I feel like lately my life is so very chaotic. I have a lot of energy that I don’t know what to do with, life is overwhelming me, and my upcoming trip to Australia is starting to become more real and my fears becoming more potent. All of that combined with not having enough alone time to journal and process things, and I think I am going a little crazy (but what else is new). I feel like my mind is a chaotic entanglement of thoughts, words trying to untangle themselves and find their way to the surface.
As I sit here, trying to calm down my wandering thoughts and trying to make sense of what I’m feeling, I pick up the book Love Does by Bobb Goff. As usual, I find myself in my own little world, curled up with coffee, my new journal and ink pen and the oh so perfect coffee shop environment which I just adore. Although it is kind of hard to focus on the book when my mind is going a million directions. That’s when this quote pops out at me and immediately has my undivided attention. It might as well have been bolded, italicized and in capital letters.
“ The thing about our God is He intentionally guides people into failure…and the whole time He is endlessly patient”.
And God whispers ever so quietly “ What would our life look like if you viewed your failures that way?”
What if I chose to look at my failure and tell it that my God is greater? Because isn’t it natural to see failure and put yourself down, drowning out any hope with the thought that your failure defines you?
My life has been me constantly trying to reach perfection, trying to fit in and trying to be like those around me. When I was younger, I always wanted to be taller like my siblings, I wanted to be more athletic like them, and I wanted to be more fit like them. I’ve always wanted to be able to dance as well as my sisters and friends, and I have always been so afraid of failing. Afraid of failing, because it means I am not good enough, I don’t have a plan and my ideas of how I want my life to turn out is crumpling under the oppressive weight of insecurities and failure.
I know that when I look into the mirror, more often then not I allow my failures to define me. I tell myself I’ll never change, I’ll always be a failure and there is no point in trying to change because I already know my choices will lead me to failure, disappointment and self hatred.
That’s when this small idea starts to weave its way into my heart, like a small river slowly flowing into a great cascading waterfall; God is about to shatter all these perceptions I have of failure.
What if Instead I looked in the mirror rand asked God what He is trying to show me through my failure? Instead of viewing my failure as failing myself and God, what if I viewed it as evidence that I so desperately need His grace, and that it is sitting right there waiting for me?
God isn’t expecting perfection. That alone shakes me to my core, because I’ve lived my life around this idea of perfection. Yet God allows me to fail because when I fail it highlights my need for Him and reminds me that He is waiting, endlessly patient with arms open wide.
Maybe sometimes, it takes failing over and over.
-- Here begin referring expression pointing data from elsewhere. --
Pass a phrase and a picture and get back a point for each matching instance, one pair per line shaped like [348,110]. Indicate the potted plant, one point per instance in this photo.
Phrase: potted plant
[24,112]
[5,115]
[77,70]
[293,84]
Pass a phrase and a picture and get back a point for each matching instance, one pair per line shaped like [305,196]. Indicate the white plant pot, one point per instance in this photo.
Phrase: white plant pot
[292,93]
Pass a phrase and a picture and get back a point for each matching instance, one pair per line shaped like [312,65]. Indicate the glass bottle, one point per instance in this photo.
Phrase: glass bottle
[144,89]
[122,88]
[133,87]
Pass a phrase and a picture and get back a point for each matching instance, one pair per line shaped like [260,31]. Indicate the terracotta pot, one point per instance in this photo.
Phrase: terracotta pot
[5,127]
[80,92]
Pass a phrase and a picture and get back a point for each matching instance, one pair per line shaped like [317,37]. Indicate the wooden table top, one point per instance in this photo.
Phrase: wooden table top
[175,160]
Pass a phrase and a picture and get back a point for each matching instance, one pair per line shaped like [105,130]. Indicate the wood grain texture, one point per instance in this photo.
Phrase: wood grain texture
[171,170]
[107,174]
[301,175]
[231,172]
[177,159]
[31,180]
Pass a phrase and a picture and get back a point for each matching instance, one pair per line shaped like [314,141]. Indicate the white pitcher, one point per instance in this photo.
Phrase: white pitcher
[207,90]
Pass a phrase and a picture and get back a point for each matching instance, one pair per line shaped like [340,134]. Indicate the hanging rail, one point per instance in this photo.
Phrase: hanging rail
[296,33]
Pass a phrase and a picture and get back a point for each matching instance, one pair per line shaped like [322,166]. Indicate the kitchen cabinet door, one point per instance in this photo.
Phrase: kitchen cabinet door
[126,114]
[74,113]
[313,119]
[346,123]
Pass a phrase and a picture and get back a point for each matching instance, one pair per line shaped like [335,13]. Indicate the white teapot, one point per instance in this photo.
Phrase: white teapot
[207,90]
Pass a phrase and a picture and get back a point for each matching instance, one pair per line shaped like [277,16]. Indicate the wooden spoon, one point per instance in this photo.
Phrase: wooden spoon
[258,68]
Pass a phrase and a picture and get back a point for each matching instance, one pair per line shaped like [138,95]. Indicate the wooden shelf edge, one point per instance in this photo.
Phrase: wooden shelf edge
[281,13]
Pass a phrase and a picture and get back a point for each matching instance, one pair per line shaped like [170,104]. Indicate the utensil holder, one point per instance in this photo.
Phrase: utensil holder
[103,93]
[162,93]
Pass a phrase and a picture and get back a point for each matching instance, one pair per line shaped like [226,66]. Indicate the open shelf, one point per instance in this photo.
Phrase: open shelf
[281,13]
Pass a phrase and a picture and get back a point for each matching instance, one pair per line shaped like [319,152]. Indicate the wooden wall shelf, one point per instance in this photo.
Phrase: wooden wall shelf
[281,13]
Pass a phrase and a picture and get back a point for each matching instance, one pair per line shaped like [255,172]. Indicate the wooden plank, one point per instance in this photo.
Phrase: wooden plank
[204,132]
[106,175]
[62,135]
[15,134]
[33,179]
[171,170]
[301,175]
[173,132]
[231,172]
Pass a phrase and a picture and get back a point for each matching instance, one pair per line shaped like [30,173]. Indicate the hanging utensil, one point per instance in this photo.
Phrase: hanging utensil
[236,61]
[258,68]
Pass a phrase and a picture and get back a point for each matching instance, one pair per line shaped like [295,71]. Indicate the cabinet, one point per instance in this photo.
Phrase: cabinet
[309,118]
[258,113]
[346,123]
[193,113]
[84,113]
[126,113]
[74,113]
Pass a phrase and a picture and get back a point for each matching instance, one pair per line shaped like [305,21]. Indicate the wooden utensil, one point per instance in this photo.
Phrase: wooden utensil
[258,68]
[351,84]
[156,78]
I am stubborn, I run away from God and I try to do things on my own. I fail, and I think I somehow have to try harder to fix the situation and myself. It isn’t until I come to that point of complete and utter desperation, that God so lovingly embraces me, rejoicing because I have finally come home to Him.
It makes me think of the story of the prodigal son. The father didn’t go chase His son down. He didn’t condemn him and tell him he was a failure. No, he let the son walk out his decisions, he let him fail, allowing him to come to that point of surrender.
Then when the son finally came home, he was waiting, full of love and grace. He had prepared only the best for his son.
Such a beautiful picture of Gods grace and love for me, and you. Sometimes God lets me fail, He lets me make mistakes because He knows that is what I need to learn and grow.
He isn’t in my face, telling me what to do. He isn’t condemning me or judging me. No, He is sitting there, patiently waiting, graciously waiting for the day I will come to that beautiful point of full surrender.
So, if God showed me one thing tonight, it is to not be afraid to fail, to not be afraid to stumble and to stop striving for perfection. To know, I will never be perfect and that is perfectly okay. He sent Jesus to live a perfect life for me, so I can stop trying so hard.
I will screw up, I will try and run back to the very things that tried to kill me, I will hurt others and get hurt. I will push God away, thinking I know better. I will at times, choose to listen to the enemies lies and at times chose to live in fear. Yet every time, God will so lovingly and patiently bring me right back to the foot of the cross and I will fall to pieces as my composure shatters, overwhelmed by the Jesus who I serve.
Overwhelmed by the way He loves me, brought to tears because I don’t deserve His grace. Yet He sits there, waiting, helping me when I stumble and carrying me when I am weak. All I can do is raise my arms in surrender, giving my all to Him.